Beyond the Ballot: Latino Political Participation in Washington State

Alice Minor and Ben Serrurier

We investigated the political participation of Latinos in five Washington State locales: the Tri-Cities, Yakima, Walla Walla, Seattle, and Vancouver.  Specifically, we identified and explored the main factors that either discourage or facilitate political participation among Washington’s Latinos, and what policies, laws, and grassroots actions can be effectuated to encourage higher levels of Latino political participation.  We separated those factors into four categories:

  • The Legal Structures Related to Ballot Access
  • Access to Political Information
  • Interactions Within Latino Communities
  • Interactions Between Latino Communities and Government

Methods:  We interviewed Latino citizens with a wide range of voting and political participation experiences as well as local, Latino political leaders.  All citizen interviewees had voted in at least one election but some voted for the first time in the 2008 Presidential Election whereas others have been active in local politics for thirty years.  We organized our secondary research into the four broad categories of factors that we identified.
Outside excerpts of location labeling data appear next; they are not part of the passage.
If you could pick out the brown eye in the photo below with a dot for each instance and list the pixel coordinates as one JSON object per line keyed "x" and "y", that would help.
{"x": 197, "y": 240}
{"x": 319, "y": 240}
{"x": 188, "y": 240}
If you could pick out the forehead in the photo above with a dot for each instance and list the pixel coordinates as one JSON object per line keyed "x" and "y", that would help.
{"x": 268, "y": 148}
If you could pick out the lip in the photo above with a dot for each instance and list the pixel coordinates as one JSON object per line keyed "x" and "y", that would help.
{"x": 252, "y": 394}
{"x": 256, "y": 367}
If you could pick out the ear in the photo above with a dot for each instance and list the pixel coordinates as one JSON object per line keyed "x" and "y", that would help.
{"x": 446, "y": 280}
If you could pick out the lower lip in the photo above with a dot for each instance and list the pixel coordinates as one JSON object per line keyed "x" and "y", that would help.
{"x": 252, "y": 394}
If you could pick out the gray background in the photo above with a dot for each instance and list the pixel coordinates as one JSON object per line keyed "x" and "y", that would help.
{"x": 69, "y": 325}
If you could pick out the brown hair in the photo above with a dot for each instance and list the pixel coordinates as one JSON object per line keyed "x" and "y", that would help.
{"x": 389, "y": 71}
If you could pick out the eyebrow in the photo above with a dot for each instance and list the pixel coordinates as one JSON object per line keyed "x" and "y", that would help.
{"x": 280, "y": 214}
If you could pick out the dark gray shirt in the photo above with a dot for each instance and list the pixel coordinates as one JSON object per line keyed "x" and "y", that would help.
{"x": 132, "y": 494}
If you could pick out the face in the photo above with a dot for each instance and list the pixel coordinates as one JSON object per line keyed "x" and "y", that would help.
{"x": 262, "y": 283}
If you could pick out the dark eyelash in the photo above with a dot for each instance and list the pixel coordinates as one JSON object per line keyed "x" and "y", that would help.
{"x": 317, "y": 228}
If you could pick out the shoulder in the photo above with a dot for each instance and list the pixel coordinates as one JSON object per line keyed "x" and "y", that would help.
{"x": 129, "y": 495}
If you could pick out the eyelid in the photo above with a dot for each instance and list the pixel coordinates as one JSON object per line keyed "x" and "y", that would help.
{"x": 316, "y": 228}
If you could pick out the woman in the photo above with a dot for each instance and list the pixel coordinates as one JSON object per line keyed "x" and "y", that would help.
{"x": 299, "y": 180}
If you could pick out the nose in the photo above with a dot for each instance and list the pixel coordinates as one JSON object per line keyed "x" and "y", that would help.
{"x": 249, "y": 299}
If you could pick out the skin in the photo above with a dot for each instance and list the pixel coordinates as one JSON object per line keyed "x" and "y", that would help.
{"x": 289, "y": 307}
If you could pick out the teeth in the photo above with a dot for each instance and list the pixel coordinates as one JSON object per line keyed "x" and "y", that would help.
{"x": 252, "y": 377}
  • The Language provisions of the Voting Rights Act greatly increase political access
  • Latino voters in counties that are not required to provide the ballot in Spanish struggle to overcome this hurdle to political access
  • The youngest generation of Latinos in Washington State influence politics both by facilitating voting for their elders and campaigning for better political access
  • Grass-roots political outreach has proven effective in Latino communities
  • The newly instated vote by mail system has a tangible and often negative impact on Latino voters

Recommendations:  The following is a sample of our 12 recommendations:

  • Change the triggering formula for Language assistance coverage: the triggering formula is what determines which counties must provide bilingual elections materials. This formula should be changed to include citizen minors, legal residents, and illegal residents integral to our society and economy
  • Scholarly research on two topics: 1) the Effectiveness of the Voting Rights Act, and 2) the impact of the vote by mail system on Latino voters
  • Promote local, grassroots Latino political organizations:  Government outreach will be most effective if accompanied by locally run Latino organizations

Community Partners: Joaquin Avila and Naomi Strand from the Seattle University Law School and The National Voting Rights Advocacy Initiative.